National Cherry Festival Agreement
Commissioners will consider approving an agreement with the National Cherry Festival outlining terms for the festival’s 2022 and 2023 events. City and festival leaders typically negotiate agreements on two-year cycles, with terms worked out well in advance of the actual events. In a memo to commissioners, City Clerk Benjamin Marentette emphasized that – given the uncertainty of the pandemic, which caused this year’s festival to be cancelled – the agreement is subject to the actual issuance of permits by his office, which can be withheld or terminated for public health or safety reasons if needed.

Marentette says recent additions to the contract include requiring using a central command featuring dedicated dispatchers for emergency purposes during the festival, implementing a hazard vulnerability evaluation of the event prepared by Grand Traverse County Emergency Management, having more waste collection vehicles to follow parades for faster cleanup so streets can be more quickly reopened, and having stricter barricade requirements and more barricade locations in place for public safety. The 2022 festival is scheduled to take place July 2-9, while the 2023 event is slated for July 1-8. Marentette notes that he and National Cherry Festival Executive Director Kat Paye “have both discussed extensively that the festival may look very different in future years.”

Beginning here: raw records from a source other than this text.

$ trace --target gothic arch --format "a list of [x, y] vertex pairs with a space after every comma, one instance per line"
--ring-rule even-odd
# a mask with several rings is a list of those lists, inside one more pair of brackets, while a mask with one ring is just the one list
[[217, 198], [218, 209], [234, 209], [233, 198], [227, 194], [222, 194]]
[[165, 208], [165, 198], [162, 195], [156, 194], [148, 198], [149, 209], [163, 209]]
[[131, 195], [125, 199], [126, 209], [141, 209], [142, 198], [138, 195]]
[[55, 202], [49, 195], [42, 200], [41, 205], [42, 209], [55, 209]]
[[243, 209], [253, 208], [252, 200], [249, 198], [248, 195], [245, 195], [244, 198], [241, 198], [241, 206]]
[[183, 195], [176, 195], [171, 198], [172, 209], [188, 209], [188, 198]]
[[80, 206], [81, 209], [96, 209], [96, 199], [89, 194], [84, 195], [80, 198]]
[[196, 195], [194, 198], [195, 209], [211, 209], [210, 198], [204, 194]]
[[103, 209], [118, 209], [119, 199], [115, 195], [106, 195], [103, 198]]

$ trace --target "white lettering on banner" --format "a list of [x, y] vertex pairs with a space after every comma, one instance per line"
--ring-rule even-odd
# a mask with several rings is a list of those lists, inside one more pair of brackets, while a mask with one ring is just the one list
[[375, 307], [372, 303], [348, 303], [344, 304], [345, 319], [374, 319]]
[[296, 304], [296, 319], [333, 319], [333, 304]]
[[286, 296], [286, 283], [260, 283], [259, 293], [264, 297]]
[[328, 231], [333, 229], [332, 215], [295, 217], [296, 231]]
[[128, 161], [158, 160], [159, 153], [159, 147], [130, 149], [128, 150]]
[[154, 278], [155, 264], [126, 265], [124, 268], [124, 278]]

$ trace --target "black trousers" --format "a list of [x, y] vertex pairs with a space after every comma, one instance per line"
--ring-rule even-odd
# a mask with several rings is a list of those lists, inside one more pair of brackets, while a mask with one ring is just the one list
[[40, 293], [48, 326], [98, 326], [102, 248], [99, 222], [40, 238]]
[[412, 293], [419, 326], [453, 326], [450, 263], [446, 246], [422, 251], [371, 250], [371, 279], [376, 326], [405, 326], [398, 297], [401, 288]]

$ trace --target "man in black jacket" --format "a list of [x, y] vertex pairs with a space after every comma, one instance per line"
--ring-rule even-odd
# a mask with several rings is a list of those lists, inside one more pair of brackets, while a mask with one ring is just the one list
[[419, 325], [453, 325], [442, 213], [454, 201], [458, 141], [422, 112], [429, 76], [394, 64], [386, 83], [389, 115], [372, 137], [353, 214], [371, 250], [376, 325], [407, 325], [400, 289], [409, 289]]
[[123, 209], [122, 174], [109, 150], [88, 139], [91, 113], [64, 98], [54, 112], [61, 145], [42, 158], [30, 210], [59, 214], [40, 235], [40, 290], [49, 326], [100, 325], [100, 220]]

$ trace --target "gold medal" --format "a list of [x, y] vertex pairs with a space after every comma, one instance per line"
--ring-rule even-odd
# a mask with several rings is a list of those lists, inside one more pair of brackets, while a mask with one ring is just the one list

Also at Tuesday’s meeting…
Commissioners will consider approving two election-related items, including the purchase of a high-speed tabulator for tabulating absentee ballots on Election Day. Approximately half the cost of the nearly $37,000 machine will be covered by the state through funds distributed from the CARES Act, with the remaining half coming out of the city’s general fund. The “tremendous uptick in voters choosing to cast their ballot via absentee ballot” necessitates the machine purchase, Colburn says. Marentette adds that the machine can process ballots at five times the speed of the city’s existing equipment. “Purchasing this tabulator will assist the city in reporting results (in a) much more timely (manner),” according to Marentette. “Often, at higher volume elections especially, we have to re-tabulate an entire precinct's worth of absentee ballots at least once, in order to balance and account for all ballots (because of jamming, worker error, etc.).” Without the high-capacity machine, Marentette says it could be “nearly impossible for (the city) to report results in a timely fashion” this year. According to Michigan law, final tabulation of absentee ballots can only take place on Election Day.

Marentette is also requesting that commissioners Tuesday enact a policy stating that commission meetings will not be held on the night before an election unless requested by the city manager or three commissioners. Marentette says a typical Election Day for his team is at least 20 hours. Having commission meetings the night before an election – a regular occurrence in past years – puts a strain on staff, according to Marentette, during a time “when the ability to focus is paramount for making sure we get things done right on such an important task.”